The Hedge Fund Business Continues Its Implosion

Needless to say, were the finance industry not backstopped by trillions of taxpayer money, there probably wouldn't be a hedge fund business any more. Something we said would happen before this crisis developed. My favorite, the "fund of funds" business isn't doing so well either. While Wall Street was feeding the world its favorite flavor of bullshit, we wrote that the fund of funds business was ridiculous and had just about no chance of being sustainable.

Almost all hedge funds are substantially underperforming the markets today. Another dynamic we wrote would happen. The fee squeeze ain't over even though many hedge funds are trying to withstand the pressure for fee changes. If hedge funds don't implode due to their own foolishness, fee structure changes will impact their profitability and ability to invest in future capabilities thus contributing to a self-fulfilling dynamic of even further underperformance for many.

Here's the new deal I see happening. Some of the savants who ran hedge funds are now offering workshops on how to open a hedge fund. That's just too rich. One has proven no ability to manage risk, understand little about financial markets and know nothing about economics yet they are going to impart this vital wisdom on unsuspecting prey err ... clients. Of course, all for the benefit of the common good. The hedge fund business should have been regulated from day one.

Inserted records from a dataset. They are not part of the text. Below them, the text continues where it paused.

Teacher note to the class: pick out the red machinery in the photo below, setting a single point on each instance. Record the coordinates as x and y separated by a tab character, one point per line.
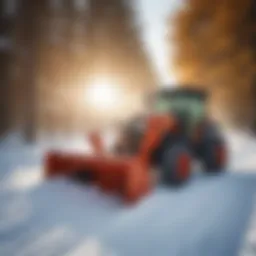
125	175
177	131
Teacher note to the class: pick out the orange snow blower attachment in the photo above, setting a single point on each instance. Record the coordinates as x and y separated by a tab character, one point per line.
128	176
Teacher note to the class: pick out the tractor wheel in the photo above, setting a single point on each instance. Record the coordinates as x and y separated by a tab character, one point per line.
212	149
176	165
214	156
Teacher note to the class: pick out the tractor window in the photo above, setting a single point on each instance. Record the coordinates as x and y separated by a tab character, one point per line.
190	109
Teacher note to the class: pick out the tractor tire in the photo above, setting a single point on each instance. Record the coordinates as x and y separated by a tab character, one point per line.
212	151
214	156
176	165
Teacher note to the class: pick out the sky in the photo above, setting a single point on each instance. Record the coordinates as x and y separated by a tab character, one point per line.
153	15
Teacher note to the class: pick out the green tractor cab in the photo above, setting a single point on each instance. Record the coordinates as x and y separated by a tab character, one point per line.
187	105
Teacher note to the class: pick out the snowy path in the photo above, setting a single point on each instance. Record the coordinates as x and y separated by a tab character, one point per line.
209	217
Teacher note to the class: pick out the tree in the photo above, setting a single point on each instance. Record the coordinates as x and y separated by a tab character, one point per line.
116	47
215	49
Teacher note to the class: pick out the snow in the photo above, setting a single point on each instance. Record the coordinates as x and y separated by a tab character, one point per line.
209	216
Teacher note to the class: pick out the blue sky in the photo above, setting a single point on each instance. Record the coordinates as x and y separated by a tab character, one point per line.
153	14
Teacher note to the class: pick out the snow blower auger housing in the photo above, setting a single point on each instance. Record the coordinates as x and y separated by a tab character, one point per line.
175	132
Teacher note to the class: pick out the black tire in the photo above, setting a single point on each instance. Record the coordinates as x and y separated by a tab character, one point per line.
214	156
176	164
212	150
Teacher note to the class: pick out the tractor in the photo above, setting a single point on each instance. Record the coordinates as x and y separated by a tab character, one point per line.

There are surely many bright and honest folk working in the hedge fund industry just as is the case with Wall Street. But most serve a system they do not understand. Hence most will fail. The vast majority of these people should be plying their trade in the underlying economy for productive use. And this is exactly what we said would happen four years ago when we wrote of what would happen to the people employed in the financial bubble when it collapsed. Some firms will surely survive but in what form remains to be seen. The more complex or transient the strategy, the more likely they are to fail in my estimation. (strategies such as the very popular momentum or long-short approach to gambling .... err ... investing are wildly successful at times but are transient as a point of reference.) Firms employing complex or transient strategies rely too heavily on curve-fitted models or mathematical gibberish or unfair advantage through regulatory loopholes which are likely to be closed over time as the monster on Wall Street continues to cause future crises.